The Electric Fetus Prospers Despite The Digital Revolution
Even in a city that boasts more than 20 independent record stores, Electric Fetus owner Keith Covart says his competition isn’t the other retailers, but the proliferation of digital downloads. “We are competing against free,” he says, laughing. But so far, the difference in sound quality of CDs versus compressed-file MP3s is still great enough to keep some music lovers buying.
In the quickly changing music retail industry, staying relevant includes connecting with music fans by hosting dozens of in-store performances by national and local artists every year. The annual Record Store Day, which includes several in-store performances, is the Fetus’ top sales day of the year—twice that of Christmastime.

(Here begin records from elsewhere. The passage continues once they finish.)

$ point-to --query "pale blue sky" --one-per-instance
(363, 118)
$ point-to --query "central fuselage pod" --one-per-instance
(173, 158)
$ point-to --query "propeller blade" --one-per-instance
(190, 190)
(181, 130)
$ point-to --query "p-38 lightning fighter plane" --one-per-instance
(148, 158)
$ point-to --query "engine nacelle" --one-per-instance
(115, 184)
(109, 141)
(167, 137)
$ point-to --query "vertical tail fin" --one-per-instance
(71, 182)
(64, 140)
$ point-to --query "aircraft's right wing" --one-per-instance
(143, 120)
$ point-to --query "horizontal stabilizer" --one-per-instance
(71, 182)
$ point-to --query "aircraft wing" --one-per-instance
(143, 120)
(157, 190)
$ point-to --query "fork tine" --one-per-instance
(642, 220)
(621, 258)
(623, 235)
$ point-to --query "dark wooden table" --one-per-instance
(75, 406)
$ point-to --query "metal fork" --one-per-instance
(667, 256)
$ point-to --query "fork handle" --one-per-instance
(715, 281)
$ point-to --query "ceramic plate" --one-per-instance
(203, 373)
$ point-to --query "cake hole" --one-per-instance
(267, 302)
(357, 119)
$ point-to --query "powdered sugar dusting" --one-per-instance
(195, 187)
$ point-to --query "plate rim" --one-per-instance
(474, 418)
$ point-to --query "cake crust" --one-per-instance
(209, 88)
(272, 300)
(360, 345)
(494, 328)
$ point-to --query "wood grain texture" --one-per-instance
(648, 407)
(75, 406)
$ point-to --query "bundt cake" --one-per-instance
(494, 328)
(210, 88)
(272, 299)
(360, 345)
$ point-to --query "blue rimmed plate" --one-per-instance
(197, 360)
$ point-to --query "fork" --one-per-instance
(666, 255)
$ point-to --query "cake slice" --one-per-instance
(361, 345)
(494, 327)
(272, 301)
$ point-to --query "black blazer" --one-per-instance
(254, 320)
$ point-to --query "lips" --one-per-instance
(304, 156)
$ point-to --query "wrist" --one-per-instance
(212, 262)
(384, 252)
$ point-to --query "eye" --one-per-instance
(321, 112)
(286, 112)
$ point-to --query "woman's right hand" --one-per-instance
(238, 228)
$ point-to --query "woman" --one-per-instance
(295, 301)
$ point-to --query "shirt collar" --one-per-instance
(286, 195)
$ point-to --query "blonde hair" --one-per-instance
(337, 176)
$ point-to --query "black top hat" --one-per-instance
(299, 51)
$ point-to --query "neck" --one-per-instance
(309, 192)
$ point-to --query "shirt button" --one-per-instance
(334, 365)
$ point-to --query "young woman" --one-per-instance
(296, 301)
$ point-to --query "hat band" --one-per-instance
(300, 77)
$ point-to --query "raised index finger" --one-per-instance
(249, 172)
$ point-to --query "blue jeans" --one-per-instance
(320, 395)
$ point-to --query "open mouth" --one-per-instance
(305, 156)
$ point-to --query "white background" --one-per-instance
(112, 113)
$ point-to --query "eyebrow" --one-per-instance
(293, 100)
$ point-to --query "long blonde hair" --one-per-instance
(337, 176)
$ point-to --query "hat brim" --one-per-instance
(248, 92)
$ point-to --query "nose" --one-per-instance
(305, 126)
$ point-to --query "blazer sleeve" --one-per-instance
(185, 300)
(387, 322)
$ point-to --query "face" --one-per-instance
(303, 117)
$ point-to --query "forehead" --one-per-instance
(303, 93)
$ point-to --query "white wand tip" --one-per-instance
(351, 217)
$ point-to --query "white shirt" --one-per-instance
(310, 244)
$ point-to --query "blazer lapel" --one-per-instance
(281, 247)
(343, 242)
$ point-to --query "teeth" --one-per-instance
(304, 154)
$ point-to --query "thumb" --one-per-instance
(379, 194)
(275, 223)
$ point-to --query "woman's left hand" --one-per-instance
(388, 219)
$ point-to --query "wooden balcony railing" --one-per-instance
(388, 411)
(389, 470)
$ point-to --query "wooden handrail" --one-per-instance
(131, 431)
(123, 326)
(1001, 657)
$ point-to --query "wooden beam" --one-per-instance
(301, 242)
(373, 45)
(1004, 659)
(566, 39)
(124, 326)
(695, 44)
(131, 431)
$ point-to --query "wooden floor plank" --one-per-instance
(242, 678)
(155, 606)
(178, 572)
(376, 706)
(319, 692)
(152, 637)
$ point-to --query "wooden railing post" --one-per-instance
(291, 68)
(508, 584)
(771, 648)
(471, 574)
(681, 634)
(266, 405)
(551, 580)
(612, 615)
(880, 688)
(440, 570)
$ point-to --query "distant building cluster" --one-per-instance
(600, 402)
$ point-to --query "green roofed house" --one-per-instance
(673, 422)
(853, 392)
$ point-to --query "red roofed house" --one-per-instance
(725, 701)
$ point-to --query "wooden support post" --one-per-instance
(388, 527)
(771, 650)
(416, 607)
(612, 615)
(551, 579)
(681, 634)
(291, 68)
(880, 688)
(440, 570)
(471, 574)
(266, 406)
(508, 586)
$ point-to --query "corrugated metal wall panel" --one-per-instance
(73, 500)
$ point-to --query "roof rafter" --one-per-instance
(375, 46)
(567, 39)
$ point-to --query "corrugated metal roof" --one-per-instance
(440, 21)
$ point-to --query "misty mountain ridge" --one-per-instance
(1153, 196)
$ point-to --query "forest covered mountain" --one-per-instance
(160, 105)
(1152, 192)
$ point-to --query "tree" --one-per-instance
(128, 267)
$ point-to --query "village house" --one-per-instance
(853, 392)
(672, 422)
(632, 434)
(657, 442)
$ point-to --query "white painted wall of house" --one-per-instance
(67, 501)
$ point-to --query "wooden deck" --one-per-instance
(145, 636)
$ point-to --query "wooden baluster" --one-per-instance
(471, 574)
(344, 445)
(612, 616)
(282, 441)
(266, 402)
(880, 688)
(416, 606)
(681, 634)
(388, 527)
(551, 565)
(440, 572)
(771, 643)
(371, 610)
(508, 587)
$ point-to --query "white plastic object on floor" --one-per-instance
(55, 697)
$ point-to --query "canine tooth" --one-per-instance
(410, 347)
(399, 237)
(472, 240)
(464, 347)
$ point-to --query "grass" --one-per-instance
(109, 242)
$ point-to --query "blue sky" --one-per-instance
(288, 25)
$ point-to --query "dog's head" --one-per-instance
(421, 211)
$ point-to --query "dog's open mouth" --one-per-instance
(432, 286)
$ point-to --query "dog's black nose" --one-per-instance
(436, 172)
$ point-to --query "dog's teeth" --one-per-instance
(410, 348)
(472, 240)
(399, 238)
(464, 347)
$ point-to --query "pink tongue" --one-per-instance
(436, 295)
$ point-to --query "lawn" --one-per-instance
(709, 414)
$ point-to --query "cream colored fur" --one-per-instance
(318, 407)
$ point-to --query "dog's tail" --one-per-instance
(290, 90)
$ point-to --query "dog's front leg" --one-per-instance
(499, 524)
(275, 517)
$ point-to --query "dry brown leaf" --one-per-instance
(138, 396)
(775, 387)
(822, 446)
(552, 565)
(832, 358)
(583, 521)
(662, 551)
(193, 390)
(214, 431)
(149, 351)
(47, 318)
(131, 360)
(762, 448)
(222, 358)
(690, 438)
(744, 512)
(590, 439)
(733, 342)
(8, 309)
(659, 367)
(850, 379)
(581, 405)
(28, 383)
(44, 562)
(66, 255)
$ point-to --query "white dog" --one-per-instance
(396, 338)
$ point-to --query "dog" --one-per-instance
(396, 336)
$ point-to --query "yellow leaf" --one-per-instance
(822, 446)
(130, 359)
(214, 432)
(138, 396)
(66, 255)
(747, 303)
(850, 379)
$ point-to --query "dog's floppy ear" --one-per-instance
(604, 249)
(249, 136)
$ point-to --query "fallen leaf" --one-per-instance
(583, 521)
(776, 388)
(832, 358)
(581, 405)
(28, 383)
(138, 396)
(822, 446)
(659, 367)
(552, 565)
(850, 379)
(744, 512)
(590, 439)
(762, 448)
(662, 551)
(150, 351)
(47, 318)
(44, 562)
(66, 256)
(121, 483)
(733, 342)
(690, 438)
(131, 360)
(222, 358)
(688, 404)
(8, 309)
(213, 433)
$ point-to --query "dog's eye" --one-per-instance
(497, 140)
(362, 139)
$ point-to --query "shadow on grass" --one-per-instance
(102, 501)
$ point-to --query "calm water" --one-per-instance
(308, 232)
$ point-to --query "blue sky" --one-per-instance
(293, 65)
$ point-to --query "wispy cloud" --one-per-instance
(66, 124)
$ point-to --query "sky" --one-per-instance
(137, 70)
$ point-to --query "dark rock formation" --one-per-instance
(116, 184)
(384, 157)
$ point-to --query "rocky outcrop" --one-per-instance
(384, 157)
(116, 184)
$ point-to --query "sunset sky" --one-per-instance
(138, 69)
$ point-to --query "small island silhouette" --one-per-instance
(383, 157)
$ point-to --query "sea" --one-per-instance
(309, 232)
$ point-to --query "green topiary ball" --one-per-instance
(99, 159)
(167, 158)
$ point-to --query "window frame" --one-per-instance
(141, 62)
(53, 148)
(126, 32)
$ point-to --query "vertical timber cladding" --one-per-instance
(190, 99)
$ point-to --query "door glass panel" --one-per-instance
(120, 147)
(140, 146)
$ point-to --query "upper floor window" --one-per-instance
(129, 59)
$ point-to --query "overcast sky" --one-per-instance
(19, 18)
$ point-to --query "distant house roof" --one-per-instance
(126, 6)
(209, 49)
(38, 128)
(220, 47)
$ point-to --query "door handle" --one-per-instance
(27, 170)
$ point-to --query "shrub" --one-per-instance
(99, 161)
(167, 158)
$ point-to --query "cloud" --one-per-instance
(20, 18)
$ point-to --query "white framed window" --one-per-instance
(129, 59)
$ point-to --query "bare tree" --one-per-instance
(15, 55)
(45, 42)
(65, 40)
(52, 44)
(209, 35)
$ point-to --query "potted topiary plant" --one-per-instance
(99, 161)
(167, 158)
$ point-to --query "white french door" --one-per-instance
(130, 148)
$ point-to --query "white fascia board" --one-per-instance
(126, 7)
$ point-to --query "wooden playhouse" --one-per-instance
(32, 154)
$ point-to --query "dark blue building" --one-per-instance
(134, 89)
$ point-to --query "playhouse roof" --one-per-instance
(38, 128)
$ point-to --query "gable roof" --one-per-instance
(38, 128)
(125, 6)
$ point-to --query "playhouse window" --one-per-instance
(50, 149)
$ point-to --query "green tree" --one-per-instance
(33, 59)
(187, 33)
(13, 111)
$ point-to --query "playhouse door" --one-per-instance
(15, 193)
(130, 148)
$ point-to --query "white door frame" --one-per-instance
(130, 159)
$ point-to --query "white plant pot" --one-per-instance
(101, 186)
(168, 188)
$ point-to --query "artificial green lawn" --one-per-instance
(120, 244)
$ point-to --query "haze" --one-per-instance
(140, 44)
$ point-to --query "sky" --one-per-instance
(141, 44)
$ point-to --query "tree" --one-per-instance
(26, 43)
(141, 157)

At Covart’s Minneapolis store, two-thirds of sales come from the music department, which includes not only CDs, LPs, and (believe it or not) cassette tapes, but also headphones, and magazines. The gift department (jewelry, clothing and hats, and novelty gifts) accounts for the remaining third. In Duluth and St. Cloud, music and gift sales are split 50/50.
When CDs first came out, Covart started selling the same albums to customers on CD that they already owned on LP. Now, those same people are wanting that music on vinyl again, as the medium has seen a revival for what some consider better sound.
Covart credits the Fetus’ staying power to its extensive selection—curated by a staff that includes several people who’ve been there four decades. “We sell a lot of older-catalog products, deeper catalogs than any of the big boxes,” he says. The selection is always growing—every Tuesday the Minneapolis store receives an average of 200 new releases. Now 45 years in, Covart is handing the reins to his daughter, Stephanie Meyerring, and son-in-law, Aaron Meyerring. Any subsequent changes are yet to be announced. Even so, says Covart, “it’s already more youthful, there’s more energy.”